Start with Experience, Not Lecture
Let students encounter ethical issues firsthand:
- Have them use AI tools and discover biases, errors, or concerning outputs themselves
- Ask them to generate images of “a doctor” or “a CEO” and notice demographic patterns
- Try to get AI to help with homework and see when it produces unreliable information
Core Topics to Cover
1. Bias & Fairness
- Where does AI training data come from?
- Whose perspectives are represented (and whose are missing)?

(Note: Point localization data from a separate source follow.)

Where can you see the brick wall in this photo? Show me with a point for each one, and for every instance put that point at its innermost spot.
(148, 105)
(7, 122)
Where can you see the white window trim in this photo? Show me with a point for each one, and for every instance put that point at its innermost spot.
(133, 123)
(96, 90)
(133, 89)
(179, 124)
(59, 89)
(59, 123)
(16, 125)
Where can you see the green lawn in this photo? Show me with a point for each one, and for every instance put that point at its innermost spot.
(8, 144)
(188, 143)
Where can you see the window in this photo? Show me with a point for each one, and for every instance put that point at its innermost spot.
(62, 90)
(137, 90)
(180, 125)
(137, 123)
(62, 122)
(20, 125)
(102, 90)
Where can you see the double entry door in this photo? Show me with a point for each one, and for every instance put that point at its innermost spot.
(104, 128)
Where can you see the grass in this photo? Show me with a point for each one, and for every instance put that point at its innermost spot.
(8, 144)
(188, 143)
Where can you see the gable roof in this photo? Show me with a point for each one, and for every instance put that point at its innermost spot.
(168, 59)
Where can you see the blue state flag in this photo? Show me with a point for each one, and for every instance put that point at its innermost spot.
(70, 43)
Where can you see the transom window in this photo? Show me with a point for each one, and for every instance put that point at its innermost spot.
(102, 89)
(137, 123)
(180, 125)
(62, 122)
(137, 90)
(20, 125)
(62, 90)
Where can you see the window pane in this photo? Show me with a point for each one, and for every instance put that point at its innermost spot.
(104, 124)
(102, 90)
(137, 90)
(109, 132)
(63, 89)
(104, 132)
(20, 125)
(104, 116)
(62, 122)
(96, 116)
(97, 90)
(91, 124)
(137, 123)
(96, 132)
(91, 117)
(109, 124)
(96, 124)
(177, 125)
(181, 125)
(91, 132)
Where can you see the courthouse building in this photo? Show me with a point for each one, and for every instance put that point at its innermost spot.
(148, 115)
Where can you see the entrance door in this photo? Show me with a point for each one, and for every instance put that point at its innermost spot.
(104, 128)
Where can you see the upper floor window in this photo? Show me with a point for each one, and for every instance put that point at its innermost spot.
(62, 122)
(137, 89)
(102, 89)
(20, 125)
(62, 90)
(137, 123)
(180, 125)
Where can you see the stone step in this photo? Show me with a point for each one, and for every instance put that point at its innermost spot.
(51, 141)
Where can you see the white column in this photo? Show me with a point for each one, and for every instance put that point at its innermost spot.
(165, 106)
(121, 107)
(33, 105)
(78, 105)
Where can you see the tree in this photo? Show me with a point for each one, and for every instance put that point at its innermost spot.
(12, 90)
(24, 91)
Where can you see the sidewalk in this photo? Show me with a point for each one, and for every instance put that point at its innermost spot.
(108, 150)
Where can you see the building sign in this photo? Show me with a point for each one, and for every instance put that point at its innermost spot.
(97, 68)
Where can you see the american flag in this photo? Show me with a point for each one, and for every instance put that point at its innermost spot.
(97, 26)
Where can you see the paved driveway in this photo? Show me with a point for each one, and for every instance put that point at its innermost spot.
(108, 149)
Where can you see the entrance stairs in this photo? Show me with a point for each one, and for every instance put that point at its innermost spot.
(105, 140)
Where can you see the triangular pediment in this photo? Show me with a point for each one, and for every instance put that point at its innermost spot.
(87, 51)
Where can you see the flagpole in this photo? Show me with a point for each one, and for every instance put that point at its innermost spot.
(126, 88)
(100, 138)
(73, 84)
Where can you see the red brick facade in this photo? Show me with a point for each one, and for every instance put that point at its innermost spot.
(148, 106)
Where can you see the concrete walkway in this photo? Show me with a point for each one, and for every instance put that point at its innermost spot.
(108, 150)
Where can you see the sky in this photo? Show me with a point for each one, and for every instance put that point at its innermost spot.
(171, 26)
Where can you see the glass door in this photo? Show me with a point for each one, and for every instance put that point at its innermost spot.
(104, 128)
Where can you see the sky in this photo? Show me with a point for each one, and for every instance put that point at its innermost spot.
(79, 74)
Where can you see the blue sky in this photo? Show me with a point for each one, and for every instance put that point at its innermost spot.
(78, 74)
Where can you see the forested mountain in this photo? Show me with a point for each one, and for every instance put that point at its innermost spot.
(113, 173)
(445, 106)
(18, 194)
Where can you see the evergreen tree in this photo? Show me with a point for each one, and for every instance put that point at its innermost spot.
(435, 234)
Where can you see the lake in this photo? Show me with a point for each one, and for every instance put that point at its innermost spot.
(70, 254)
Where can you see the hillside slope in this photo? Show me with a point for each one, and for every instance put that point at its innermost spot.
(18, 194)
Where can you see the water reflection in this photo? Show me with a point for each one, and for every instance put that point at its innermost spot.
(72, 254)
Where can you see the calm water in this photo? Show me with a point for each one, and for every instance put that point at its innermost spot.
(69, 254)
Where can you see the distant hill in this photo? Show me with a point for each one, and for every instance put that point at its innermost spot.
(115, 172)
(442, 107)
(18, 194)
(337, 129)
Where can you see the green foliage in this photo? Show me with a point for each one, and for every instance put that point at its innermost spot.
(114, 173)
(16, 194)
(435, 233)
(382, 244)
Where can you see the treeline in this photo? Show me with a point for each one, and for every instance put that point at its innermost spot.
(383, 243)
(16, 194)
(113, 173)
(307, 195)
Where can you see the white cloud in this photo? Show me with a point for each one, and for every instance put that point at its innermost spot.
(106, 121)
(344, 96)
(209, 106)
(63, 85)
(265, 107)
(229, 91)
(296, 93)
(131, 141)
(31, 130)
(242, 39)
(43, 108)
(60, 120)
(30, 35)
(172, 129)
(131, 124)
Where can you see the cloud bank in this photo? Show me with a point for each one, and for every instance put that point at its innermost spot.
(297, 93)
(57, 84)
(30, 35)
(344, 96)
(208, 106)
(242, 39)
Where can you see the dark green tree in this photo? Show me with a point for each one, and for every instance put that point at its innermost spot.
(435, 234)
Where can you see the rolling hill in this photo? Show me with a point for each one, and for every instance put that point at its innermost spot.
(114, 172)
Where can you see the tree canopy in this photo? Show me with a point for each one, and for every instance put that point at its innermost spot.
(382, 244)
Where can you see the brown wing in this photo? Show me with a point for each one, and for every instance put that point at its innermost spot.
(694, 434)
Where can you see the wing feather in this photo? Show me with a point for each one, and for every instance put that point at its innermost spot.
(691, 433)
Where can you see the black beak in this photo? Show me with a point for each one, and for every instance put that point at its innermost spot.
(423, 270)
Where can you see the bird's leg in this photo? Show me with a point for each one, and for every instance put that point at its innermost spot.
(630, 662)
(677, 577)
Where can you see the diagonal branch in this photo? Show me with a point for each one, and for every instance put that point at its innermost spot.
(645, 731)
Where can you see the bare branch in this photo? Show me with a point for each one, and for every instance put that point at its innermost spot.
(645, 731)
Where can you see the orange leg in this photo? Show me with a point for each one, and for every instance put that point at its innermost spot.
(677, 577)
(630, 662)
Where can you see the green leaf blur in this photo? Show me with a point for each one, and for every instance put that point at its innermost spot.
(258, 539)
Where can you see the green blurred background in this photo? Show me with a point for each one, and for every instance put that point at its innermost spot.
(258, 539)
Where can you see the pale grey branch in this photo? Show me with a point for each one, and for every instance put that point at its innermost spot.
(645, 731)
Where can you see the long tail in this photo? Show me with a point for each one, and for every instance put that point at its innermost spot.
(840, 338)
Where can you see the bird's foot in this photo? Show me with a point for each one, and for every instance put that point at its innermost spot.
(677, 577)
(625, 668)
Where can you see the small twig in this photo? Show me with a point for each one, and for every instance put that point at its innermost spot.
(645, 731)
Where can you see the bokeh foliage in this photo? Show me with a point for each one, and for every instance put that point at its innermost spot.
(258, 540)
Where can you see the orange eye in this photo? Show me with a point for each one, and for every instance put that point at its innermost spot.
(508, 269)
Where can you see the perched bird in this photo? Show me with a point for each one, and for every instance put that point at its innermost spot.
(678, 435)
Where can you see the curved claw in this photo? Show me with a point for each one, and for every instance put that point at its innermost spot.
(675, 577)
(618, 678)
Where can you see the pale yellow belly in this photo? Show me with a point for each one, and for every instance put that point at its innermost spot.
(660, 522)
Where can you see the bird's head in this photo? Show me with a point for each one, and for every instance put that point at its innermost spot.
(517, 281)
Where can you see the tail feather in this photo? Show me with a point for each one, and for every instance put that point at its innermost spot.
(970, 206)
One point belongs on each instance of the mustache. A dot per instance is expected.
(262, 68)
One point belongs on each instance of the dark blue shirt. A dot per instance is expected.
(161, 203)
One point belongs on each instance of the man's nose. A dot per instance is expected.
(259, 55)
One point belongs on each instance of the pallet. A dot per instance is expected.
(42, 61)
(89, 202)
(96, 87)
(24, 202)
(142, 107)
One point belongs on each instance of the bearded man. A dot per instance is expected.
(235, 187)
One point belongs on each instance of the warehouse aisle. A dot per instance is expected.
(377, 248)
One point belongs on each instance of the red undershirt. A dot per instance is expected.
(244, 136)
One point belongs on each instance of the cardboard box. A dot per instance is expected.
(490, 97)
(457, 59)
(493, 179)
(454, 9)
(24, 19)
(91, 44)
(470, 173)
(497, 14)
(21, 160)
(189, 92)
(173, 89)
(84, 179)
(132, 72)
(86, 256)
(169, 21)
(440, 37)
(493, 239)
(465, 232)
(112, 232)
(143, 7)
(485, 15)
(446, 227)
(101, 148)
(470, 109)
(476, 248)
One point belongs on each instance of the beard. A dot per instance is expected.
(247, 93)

- Real examples: facial recognition failures, hiring algorithms, predictive policing
2. Transparency & Accountability
- How do we know why AI made a decision?
- Who’s responsible when AI makes mistakes?
- Case studies: autonomous vehicles, medical diagnosis tools
3. Privacy & Data
- What happens to the information we give AI?
- Who owns AI-generated content?
- Training data ethics (was consent given?)
4. Impact on Society
- Job displacement and economic effects
- Environmental costs of AI (energy consumption)
- Deepfakes and misinformation
Engaging Activities
- Debate scenarios: “Should AI be used to grade essays?” “Should companies use AI to screen job applications?”
- Design challenges: “Create guidelines for ethical AI use in our school”
- Red-teaming: Try to make AI behave badly, then discuss why it happened
- Case study analysis: Examine real AI failures and discuss what went wrong
Make It Personal
Connect to their lives: social media algorithms, recommendation systems, filters they use daily.